HTML Speech Incubator Group Teleconference -- 28 Apr 2011

<burn> trackbot, start telcon

<trackbot> Date: 28 April 2011

<burn> Scribe: Robert Brown

<burn> ScribeNick: Robert

<burn> Agenda: http://lists.w3.org/Archives/Public/public-xg-htmlspeech/2011Apr/0059.html

F2F logistics

Bjorn: nothing new logistically

Burn: will send revised schedule

updated report draft

<burn> final report draft: http://www.w3.org/2005/Incubator/htmlspeech/live/NOTE-htmlspeech-20110426.html

burn: no new comments

new design decisions

Bjorn: previously only looked at intersection of proposals, is there anything that's in two proposals but not the third. e.g. continuous recognition

Milan: any requirement that we support this?

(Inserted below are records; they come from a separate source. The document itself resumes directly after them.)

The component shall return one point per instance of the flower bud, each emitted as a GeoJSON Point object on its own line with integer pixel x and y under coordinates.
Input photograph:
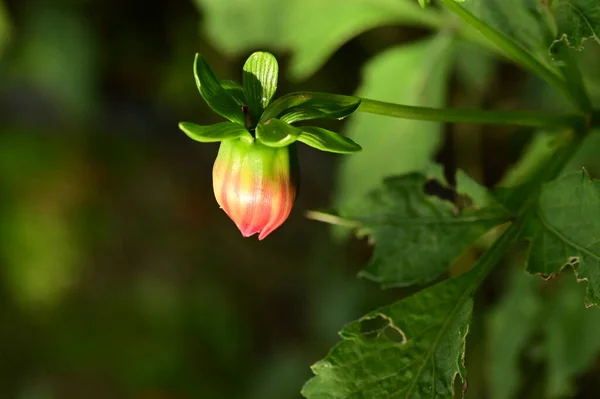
{"type": "Point", "coordinates": [255, 185]}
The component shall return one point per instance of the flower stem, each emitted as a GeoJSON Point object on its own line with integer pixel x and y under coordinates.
{"type": "Point", "coordinates": [515, 118]}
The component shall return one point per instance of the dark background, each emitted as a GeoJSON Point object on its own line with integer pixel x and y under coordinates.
{"type": "Point", "coordinates": [120, 277]}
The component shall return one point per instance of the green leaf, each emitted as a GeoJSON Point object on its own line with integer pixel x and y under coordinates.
{"type": "Point", "coordinates": [301, 106]}
{"type": "Point", "coordinates": [261, 72]}
{"type": "Point", "coordinates": [5, 28]}
{"type": "Point", "coordinates": [402, 75]}
{"type": "Point", "coordinates": [413, 349]}
{"type": "Point", "coordinates": [275, 133]}
{"type": "Point", "coordinates": [236, 91]}
{"type": "Point", "coordinates": [311, 29]}
{"type": "Point", "coordinates": [213, 133]}
{"type": "Point", "coordinates": [326, 140]}
{"type": "Point", "coordinates": [511, 325]}
{"type": "Point", "coordinates": [576, 21]}
{"type": "Point", "coordinates": [565, 231]}
{"type": "Point", "coordinates": [305, 113]}
{"type": "Point", "coordinates": [424, 3]}
{"type": "Point", "coordinates": [217, 98]}
{"type": "Point", "coordinates": [571, 345]}
{"type": "Point", "coordinates": [408, 226]}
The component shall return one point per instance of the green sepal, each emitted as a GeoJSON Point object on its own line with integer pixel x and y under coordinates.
{"type": "Point", "coordinates": [326, 140]}
{"type": "Point", "coordinates": [214, 133]}
{"type": "Point", "coordinates": [304, 106]}
{"type": "Point", "coordinates": [260, 81]}
{"type": "Point", "coordinates": [236, 91]}
{"type": "Point", "coordinates": [275, 133]}
{"type": "Point", "coordinates": [217, 98]}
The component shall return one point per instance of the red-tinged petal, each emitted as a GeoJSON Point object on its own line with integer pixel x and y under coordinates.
{"type": "Point", "coordinates": [255, 185]}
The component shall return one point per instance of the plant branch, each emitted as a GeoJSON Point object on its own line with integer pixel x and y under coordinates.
{"type": "Point", "coordinates": [515, 118]}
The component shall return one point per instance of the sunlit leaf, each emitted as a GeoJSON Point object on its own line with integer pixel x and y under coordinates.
{"type": "Point", "coordinates": [311, 29]}
{"type": "Point", "coordinates": [565, 231]}
{"type": "Point", "coordinates": [261, 71]}
{"type": "Point", "coordinates": [571, 331]}
{"type": "Point", "coordinates": [402, 75]}
{"type": "Point", "coordinates": [511, 325]}
{"type": "Point", "coordinates": [275, 133]}
{"type": "Point", "coordinates": [213, 133]}
{"type": "Point", "coordinates": [302, 106]}
{"type": "Point", "coordinates": [217, 98]}
{"type": "Point", "coordinates": [576, 21]}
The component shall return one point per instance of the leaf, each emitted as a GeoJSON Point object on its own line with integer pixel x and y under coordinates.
{"type": "Point", "coordinates": [402, 75]}
{"type": "Point", "coordinates": [326, 140]}
{"type": "Point", "coordinates": [576, 22]}
{"type": "Point", "coordinates": [275, 133]}
{"type": "Point", "coordinates": [305, 113]}
{"type": "Point", "coordinates": [217, 98]}
{"type": "Point", "coordinates": [571, 345]}
{"type": "Point", "coordinates": [260, 81]}
{"type": "Point", "coordinates": [213, 133]}
{"type": "Point", "coordinates": [511, 325]}
{"type": "Point", "coordinates": [413, 348]}
{"type": "Point", "coordinates": [564, 230]}
{"type": "Point", "coordinates": [236, 91]}
{"type": "Point", "coordinates": [311, 29]}
{"type": "Point", "coordinates": [521, 21]}
{"type": "Point", "coordinates": [408, 226]}
{"type": "Point", "coordinates": [301, 106]}
{"type": "Point", "coordinates": [5, 28]}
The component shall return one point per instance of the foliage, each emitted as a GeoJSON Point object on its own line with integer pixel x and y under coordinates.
{"type": "Point", "coordinates": [476, 186]}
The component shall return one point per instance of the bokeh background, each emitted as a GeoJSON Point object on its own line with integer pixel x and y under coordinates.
{"type": "Point", "coordinates": [121, 278]}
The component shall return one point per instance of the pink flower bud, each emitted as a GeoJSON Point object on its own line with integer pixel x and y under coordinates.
{"type": "Point", "coordinates": [255, 185]}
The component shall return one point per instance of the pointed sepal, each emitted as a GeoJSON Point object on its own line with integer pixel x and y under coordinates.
{"type": "Point", "coordinates": [275, 133]}
{"type": "Point", "coordinates": [300, 106]}
{"type": "Point", "coordinates": [261, 72]}
{"type": "Point", "coordinates": [217, 98]}
{"type": "Point", "coordinates": [214, 133]}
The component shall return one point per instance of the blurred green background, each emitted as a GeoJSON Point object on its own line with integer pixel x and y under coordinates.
{"type": "Point", "coordinates": [121, 277]}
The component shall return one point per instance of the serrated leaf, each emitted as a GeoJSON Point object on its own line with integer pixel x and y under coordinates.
{"type": "Point", "coordinates": [261, 72]}
{"type": "Point", "coordinates": [275, 133]}
{"type": "Point", "coordinates": [235, 90]}
{"type": "Point", "coordinates": [326, 140]}
{"type": "Point", "coordinates": [511, 325]}
{"type": "Point", "coordinates": [576, 21]}
{"type": "Point", "coordinates": [571, 333]}
{"type": "Point", "coordinates": [301, 106]}
{"type": "Point", "coordinates": [521, 21]}
{"type": "Point", "coordinates": [311, 29]}
{"type": "Point", "coordinates": [4, 26]}
{"type": "Point", "coordinates": [411, 349]}
{"type": "Point", "coordinates": [217, 98]}
{"type": "Point", "coordinates": [401, 75]}
{"type": "Point", "coordinates": [305, 113]}
{"type": "Point", "coordinates": [564, 229]}
{"type": "Point", "coordinates": [213, 133]}
{"type": "Point", "coordinates": [408, 226]}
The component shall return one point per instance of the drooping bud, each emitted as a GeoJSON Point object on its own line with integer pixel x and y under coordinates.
{"type": "Point", "coordinates": [255, 185]}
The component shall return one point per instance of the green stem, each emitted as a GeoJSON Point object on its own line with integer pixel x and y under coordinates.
{"type": "Point", "coordinates": [512, 49]}
{"type": "Point", "coordinates": [515, 118]}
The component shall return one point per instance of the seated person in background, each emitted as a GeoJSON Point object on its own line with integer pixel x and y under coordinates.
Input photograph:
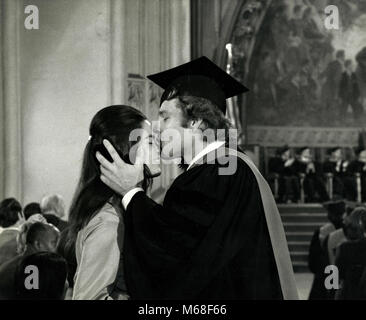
{"type": "Point", "coordinates": [70, 257]}
{"type": "Point", "coordinates": [31, 209]}
{"type": "Point", "coordinates": [288, 183]}
{"type": "Point", "coordinates": [356, 166]}
{"type": "Point", "coordinates": [351, 258]}
{"type": "Point", "coordinates": [10, 220]}
{"type": "Point", "coordinates": [52, 284]}
{"type": "Point", "coordinates": [34, 237]}
{"type": "Point", "coordinates": [314, 187]}
{"type": "Point", "coordinates": [53, 209]}
{"type": "Point", "coordinates": [337, 167]}
{"type": "Point", "coordinates": [318, 253]}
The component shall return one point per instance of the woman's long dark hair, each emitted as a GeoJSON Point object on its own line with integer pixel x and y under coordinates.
{"type": "Point", "coordinates": [114, 123]}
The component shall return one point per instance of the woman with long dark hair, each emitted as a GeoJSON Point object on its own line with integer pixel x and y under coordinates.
{"type": "Point", "coordinates": [96, 230]}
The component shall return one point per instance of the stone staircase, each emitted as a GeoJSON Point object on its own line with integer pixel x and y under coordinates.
{"type": "Point", "coordinates": [300, 222]}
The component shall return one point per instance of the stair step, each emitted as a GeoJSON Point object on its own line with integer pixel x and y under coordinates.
{"type": "Point", "coordinates": [299, 256]}
{"type": "Point", "coordinates": [304, 217]}
{"type": "Point", "coordinates": [302, 226]}
{"type": "Point", "coordinates": [298, 208]}
{"type": "Point", "coordinates": [298, 245]}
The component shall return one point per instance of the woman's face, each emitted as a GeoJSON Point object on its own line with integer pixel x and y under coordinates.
{"type": "Point", "coordinates": [148, 149]}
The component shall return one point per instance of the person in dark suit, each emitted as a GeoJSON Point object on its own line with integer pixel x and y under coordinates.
{"type": "Point", "coordinates": [337, 167]}
{"type": "Point", "coordinates": [288, 182]}
{"type": "Point", "coordinates": [37, 237]}
{"type": "Point", "coordinates": [318, 257]}
{"type": "Point", "coordinates": [357, 166]}
{"type": "Point", "coordinates": [349, 93]}
{"type": "Point", "coordinates": [53, 209]}
{"type": "Point", "coordinates": [210, 239]}
{"type": "Point", "coordinates": [313, 183]}
{"type": "Point", "coordinates": [332, 75]}
{"type": "Point", "coordinates": [351, 259]}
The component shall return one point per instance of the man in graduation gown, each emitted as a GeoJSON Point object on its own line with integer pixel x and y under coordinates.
{"type": "Point", "coordinates": [216, 236]}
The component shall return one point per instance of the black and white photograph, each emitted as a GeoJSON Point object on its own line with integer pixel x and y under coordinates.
{"type": "Point", "coordinates": [190, 151]}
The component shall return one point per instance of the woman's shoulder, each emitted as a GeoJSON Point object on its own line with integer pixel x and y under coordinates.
{"type": "Point", "coordinates": [107, 217]}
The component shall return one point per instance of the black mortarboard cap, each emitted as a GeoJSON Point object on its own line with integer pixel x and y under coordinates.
{"type": "Point", "coordinates": [201, 78]}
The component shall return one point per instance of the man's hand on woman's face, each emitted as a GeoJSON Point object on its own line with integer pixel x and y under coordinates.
{"type": "Point", "coordinates": [118, 175]}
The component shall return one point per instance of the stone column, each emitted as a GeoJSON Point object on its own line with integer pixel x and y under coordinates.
{"type": "Point", "coordinates": [10, 114]}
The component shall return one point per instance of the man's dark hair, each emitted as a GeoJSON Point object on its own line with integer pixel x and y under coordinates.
{"type": "Point", "coordinates": [9, 212]}
{"type": "Point", "coordinates": [52, 273]}
{"type": "Point", "coordinates": [30, 209]}
{"type": "Point", "coordinates": [36, 231]}
{"type": "Point", "coordinates": [340, 54]}
{"type": "Point", "coordinates": [194, 108]}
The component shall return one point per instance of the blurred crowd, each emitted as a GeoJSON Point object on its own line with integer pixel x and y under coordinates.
{"type": "Point", "coordinates": [339, 245]}
{"type": "Point", "coordinates": [30, 236]}
{"type": "Point", "coordinates": [296, 176]}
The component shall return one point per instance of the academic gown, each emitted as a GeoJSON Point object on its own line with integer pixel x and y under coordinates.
{"type": "Point", "coordinates": [209, 240]}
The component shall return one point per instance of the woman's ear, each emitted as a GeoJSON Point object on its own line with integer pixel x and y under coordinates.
{"type": "Point", "coordinates": [195, 124]}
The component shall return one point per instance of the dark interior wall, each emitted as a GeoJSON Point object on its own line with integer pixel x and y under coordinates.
{"type": "Point", "coordinates": [211, 25]}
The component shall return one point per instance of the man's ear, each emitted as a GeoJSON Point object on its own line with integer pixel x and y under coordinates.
{"type": "Point", "coordinates": [195, 124]}
{"type": "Point", "coordinates": [37, 245]}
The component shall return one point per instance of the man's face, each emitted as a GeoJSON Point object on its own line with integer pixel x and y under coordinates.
{"type": "Point", "coordinates": [306, 155]}
{"type": "Point", "coordinates": [337, 154]}
{"type": "Point", "coordinates": [172, 131]}
{"type": "Point", "coordinates": [148, 149]}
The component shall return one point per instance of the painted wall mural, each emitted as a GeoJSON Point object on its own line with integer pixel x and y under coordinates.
{"type": "Point", "coordinates": [306, 75]}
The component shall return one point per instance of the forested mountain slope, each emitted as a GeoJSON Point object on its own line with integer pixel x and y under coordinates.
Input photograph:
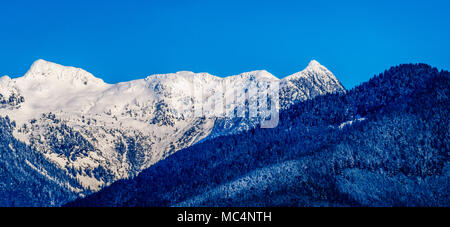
{"type": "Point", "coordinates": [384, 143]}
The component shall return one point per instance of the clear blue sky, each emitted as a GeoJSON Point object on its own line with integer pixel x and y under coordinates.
{"type": "Point", "coordinates": [125, 40]}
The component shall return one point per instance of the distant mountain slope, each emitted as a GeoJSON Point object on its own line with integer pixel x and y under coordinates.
{"type": "Point", "coordinates": [384, 143]}
{"type": "Point", "coordinates": [89, 134]}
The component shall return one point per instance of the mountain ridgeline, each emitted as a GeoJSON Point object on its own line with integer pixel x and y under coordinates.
{"type": "Point", "coordinates": [66, 134]}
{"type": "Point", "coordinates": [386, 142]}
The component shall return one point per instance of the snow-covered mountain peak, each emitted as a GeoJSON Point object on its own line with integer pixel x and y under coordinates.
{"type": "Point", "coordinates": [45, 70]}
{"type": "Point", "coordinates": [256, 74]}
{"type": "Point", "coordinates": [314, 69]}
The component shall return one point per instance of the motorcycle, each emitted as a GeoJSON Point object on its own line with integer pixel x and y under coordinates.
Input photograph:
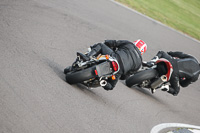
{"type": "Point", "coordinates": [93, 72]}
{"type": "Point", "coordinates": [149, 77]}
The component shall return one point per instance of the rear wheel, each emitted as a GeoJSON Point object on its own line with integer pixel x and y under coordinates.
{"type": "Point", "coordinates": [141, 76]}
{"type": "Point", "coordinates": [80, 76]}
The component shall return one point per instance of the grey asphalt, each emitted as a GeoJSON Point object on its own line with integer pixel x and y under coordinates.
{"type": "Point", "coordinates": [39, 38]}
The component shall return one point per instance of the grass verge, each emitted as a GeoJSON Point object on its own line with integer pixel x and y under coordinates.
{"type": "Point", "coordinates": [182, 15]}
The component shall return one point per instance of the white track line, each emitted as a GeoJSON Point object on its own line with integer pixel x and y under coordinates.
{"type": "Point", "coordinates": [160, 127]}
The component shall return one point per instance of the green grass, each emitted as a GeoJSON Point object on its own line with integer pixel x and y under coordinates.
{"type": "Point", "coordinates": [183, 15]}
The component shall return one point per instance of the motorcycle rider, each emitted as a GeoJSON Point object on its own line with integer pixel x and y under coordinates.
{"type": "Point", "coordinates": [186, 70]}
{"type": "Point", "coordinates": [128, 55]}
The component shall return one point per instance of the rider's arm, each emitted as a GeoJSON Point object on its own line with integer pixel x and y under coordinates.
{"type": "Point", "coordinates": [111, 83]}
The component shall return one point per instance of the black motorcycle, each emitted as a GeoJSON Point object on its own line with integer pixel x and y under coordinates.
{"type": "Point", "coordinates": [149, 76]}
{"type": "Point", "coordinates": [93, 72]}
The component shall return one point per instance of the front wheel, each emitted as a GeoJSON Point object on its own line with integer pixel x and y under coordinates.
{"type": "Point", "coordinates": [141, 76]}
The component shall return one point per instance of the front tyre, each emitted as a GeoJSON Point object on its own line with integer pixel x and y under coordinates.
{"type": "Point", "coordinates": [141, 76]}
{"type": "Point", "coordinates": [80, 76]}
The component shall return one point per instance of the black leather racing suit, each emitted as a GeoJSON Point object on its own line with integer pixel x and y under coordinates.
{"type": "Point", "coordinates": [126, 53]}
{"type": "Point", "coordinates": [186, 69]}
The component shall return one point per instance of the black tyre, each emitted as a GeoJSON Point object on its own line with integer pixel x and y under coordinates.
{"type": "Point", "coordinates": [141, 76]}
{"type": "Point", "coordinates": [80, 76]}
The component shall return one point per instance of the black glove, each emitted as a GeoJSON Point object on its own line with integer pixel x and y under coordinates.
{"type": "Point", "coordinates": [110, 43]}
{"type": "Point", "coordinates": [108, 87]}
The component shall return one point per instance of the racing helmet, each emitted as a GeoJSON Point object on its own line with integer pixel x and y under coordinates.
{"type": "Point", "coordinates": [141, 45]}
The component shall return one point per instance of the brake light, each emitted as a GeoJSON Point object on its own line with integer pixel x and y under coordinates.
{"type": "Point", "coordinates": [115, 66]}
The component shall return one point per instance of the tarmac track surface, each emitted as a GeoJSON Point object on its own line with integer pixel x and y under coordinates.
{"type": "Point", "coordinates": [39, 38]}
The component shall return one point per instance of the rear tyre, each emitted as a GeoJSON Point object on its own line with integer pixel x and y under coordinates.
{"type": "Point", "coordinates": [80, 76]}
{"type": "Point", "coordinates": [141, 76]}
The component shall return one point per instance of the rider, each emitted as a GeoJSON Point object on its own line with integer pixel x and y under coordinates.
{"type": "Point", "coordinates": [186, 69]}
{"type": "Point", "coordinates": [128, 55]}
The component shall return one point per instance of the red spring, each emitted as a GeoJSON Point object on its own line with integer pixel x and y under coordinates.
{"type": "Point", "coordinates": [115, 66]}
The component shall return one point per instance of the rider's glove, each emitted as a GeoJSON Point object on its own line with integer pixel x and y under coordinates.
{"type": "Point", "coordinates": [108, 87]}
{"type": "Point", "coordinates": [165, 88]}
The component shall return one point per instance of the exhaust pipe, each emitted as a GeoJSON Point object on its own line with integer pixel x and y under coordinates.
{"type": "Point", "coordinates": [158, 82]}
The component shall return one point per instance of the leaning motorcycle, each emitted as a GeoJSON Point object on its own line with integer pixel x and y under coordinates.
{"type": "Point", "coordinates": [149, 77]}
{"type": "Point", "coordinates": [94, 72]}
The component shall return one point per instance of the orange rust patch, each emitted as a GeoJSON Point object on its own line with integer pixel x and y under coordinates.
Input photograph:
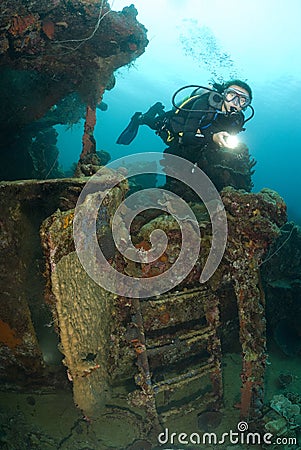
{"type": "Point", "coordinates": [8, 336]}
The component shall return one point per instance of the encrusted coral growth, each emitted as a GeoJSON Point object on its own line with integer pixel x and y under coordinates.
{"type": "Point", "coordinates": [254, 222]}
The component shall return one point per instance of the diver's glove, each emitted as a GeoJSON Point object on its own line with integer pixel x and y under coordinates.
{"type": "Point", "coordinates": [130, 132]}
{"type": "Point", "coordinates": [149, 118]}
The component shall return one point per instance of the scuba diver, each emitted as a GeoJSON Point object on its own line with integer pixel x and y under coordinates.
{"type": "Point", "coordinates": [201, 128]}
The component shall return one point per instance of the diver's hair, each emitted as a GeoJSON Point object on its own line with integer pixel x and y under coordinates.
{"type": "Point", "coordinates": [221, 87]}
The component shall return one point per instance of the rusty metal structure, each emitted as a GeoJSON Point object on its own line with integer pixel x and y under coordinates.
{"type": "Point", "coordinates": [159, 358]}
{"type": "Point", "coordinates": [150, 362]}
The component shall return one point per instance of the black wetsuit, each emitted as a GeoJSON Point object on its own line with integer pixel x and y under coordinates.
{"type": "Point", "coordinates": [189, 133]}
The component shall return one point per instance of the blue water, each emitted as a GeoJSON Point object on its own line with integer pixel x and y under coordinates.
{"type": "Point", "coordinates": [193, 41]}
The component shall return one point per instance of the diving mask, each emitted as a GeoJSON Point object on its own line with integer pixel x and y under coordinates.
{"type": "Point", "coordinates": [237, 97]}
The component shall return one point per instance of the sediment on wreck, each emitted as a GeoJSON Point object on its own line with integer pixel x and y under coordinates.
{"type": "Point", "coordinates": [143, 348]}
{"type": "Point", "coordinates": [137, 357]}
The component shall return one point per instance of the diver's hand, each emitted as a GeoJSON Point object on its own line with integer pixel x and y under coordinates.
{"type": "Point", "coordinates": [220, 138]}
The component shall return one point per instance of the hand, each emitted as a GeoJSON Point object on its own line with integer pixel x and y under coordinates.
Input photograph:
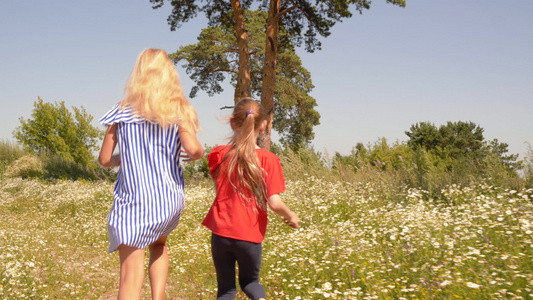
{"type": "Point", "coordinates": [115, 160]}
{"type": "Point", "coordinates": [293, 220]}
{"type": "Point", "coordinates": [185, 157]}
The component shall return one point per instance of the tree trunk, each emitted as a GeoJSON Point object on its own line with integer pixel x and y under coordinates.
{"type": "Point", "coordinates": [269, 69]}
{"type": "Point", "coordinates": [243, 81]}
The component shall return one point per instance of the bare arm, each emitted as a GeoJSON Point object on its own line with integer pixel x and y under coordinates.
{"type": "Point", "coordinates": [277, 206]}
{"type": "Point", "coordinates": [106, 157]}
{"type": "Point", "coordinates": [191, 146]}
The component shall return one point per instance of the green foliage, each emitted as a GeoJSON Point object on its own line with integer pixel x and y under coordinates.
{"type": "Point", "coordinates": [303, 162]}
{"type": "Point", "coordinates": [427, 162]}
{"type": "Point", "coordinates": [58, 167]}
{"type": "Point", "coordinates": [303, 21]}
{"type": "Point", "coordinates": [55, 129]}
{"type": "Point", "coordinates": [528, 166]}
{"type": "Point", "coordinates": [28, 166]}
{"type": "Point", "coordinates": [214, 58]}
{"type": "Point", "coordinates": [9, 152]}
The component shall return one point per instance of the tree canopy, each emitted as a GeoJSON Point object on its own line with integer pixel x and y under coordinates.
{"type": "Point", "coordinates": [301, 20]}
{"type": "Point", "coordinates": [52, 127]}
{"type": "Point", "coordinates": [214, 58]}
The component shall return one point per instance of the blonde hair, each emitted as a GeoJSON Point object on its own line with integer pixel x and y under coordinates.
{"type": "Point", "coordinates": [154, 92]}
{"type": "Point", "coordinates": [242, 162]}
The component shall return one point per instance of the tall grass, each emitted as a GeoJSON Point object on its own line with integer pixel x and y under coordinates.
{"type": "Point", "coordinates": [9, 152]}
{"type": "Point", "coordinates": [476, 242]}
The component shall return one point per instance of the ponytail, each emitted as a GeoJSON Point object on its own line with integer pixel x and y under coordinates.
{"type": "Point", "coordinates": [244, 169]}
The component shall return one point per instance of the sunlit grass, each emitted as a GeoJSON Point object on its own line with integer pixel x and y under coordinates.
{"type": "Point", "coordinates": [355, 243]}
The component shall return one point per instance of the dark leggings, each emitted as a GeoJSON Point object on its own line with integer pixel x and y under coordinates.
{"type": "Point", "coordinates": [225, 253]}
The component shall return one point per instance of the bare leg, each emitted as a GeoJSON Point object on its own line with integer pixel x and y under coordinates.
{"type": "Point", "coordinates": [131, 272]}
{"type": "Point", "coordinates": [158, 267]}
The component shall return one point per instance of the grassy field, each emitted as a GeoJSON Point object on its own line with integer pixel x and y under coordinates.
{"type": "Point", "coordinates": [356, 242]}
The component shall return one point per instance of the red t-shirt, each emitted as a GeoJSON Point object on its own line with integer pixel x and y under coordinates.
{"type": "Point", "coordinates": [230, 215]}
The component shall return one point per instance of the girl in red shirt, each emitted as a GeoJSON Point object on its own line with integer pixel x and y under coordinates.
{"type": "Point", "coordinates": [248, 179]}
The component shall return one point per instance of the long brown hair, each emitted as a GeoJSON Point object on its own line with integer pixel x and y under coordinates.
{"type": "Point", "coordinates": [154, 92]}
{"type": "Point", "coordinates": [243, 166]}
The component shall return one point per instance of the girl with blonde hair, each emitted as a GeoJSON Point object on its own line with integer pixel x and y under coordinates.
{"type": "Point", "coordinates": [154, 126]}
{"type": "Point", "coordinates": [247, 179]}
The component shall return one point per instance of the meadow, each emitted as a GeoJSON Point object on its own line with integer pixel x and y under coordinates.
{"type": "Point", "coordinates": [356, 241]}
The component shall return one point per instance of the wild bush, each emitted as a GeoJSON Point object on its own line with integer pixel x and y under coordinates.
{"type": "Point", "coordinates": [27, 166]}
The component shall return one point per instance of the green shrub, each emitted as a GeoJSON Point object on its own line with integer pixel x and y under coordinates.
{"type": "Point", "coordinates": [59, 167]}
{"type": "Point", "coordinates": [27, 166]}
{"type": "Point", "coordinates": [9, 152]}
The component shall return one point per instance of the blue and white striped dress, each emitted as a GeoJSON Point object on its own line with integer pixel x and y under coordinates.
{"type": "Point", "coordinates": [149, 192]}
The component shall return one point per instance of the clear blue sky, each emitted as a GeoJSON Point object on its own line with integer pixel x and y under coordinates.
{"type": "Point", "coordinates": [377, 74]}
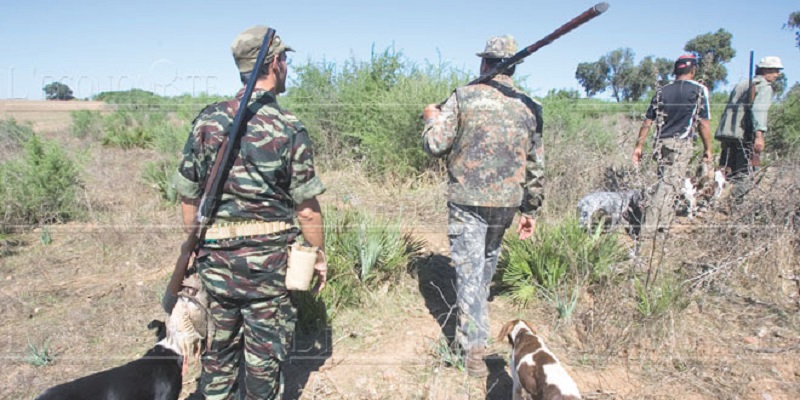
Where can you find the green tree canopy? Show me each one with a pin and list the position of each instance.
(621, 67)
(712, 50)
(617, 70)
(794, 23)
(593, 76)
(57, 91)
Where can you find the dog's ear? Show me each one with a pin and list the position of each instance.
(160, 327)
(505, 332)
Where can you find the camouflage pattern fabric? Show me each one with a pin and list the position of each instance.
(476, 234)
(244, 277)
(737, 141)
(247, 44)
(492, 137)
(273, 171)
(672, 157)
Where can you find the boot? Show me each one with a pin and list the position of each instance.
(476, 366)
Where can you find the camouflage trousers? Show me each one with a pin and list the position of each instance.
(672, 157)
(476, 234)
(254, 320)
(735, 157)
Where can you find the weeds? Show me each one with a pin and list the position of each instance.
(158, 174)
(558, 254)
(39, 356)
(364, 253)
(656, 300)
(39, 186)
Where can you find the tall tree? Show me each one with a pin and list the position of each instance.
(593, 76)
(57, 91)
(620, 64)
(794, 23)
(779, 85)
(713, 50)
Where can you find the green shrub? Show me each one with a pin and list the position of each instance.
(369, 112)
(39, 186)
(656, 300)
(557, 256)
(364, 253)
(87, 123)
(784, 125)
(158, 174)
(39, 356)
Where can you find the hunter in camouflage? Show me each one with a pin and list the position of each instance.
(272, 179)
(491, 136)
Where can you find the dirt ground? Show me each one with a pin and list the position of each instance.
(88, 296)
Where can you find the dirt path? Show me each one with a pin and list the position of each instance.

burn: will add continuous recognition to the list of topics to discuss

Bjorn: only removed it from Google proposal because difficult to do , and may want to do it in a later version

Michael: recapped two scenarios stated by Bjorn: 1) continuous speech; 2) open mic

Bjorn: proposed that we all agree this is a requirement

Milan: we were vague about what the interim events requirement meant, whether it included results

<bringert> burn: satish is trying to join, but zakim says the conference code isn't valid

Burn: [after discussion] proposes Michael adds this as a new requirement (or requirements) to the report

Michael: sure, but will also check to see whether we just need to clarify an existing requirement

Bjorn: this is also a design topic

<satish> burn: will do

Bjorn: Robert is there anything else in the Microsoft proposal that should be considered as a design decision?

Robert: nothing apparent, will review again in coming week

Bjorn: should we start work on a joint proposal then?

Burn: proposes that we now go to the list of issues to discuss and discuss them

Bjorn: more items for discussion from Microsoft proposal
... MS proposal supports multiple grammars, but Google & Mozilla only supports one

Olli: Mozilla proposal allows multiple parallel recognitions, each with its own grammar

MichaelJohnston: can't reference an SLM from SRGS, so multiple grammars are required

Bjorn: proposes topic: Should we support multiple simultaneous grammars?
... proposes topic: which timeout parameters should we have?

<smaug_> yeah, Mozilla proposal should have some timouts

<smaug_> timeouts

Bjorn: emulating speech input is a requirement, but it's only present in the Microsoft proposal

Michael: proposes topic: some way for the application to provide feedback information to the recognizer

Bjorn: does anybody disagree that this is a requirement we agree on?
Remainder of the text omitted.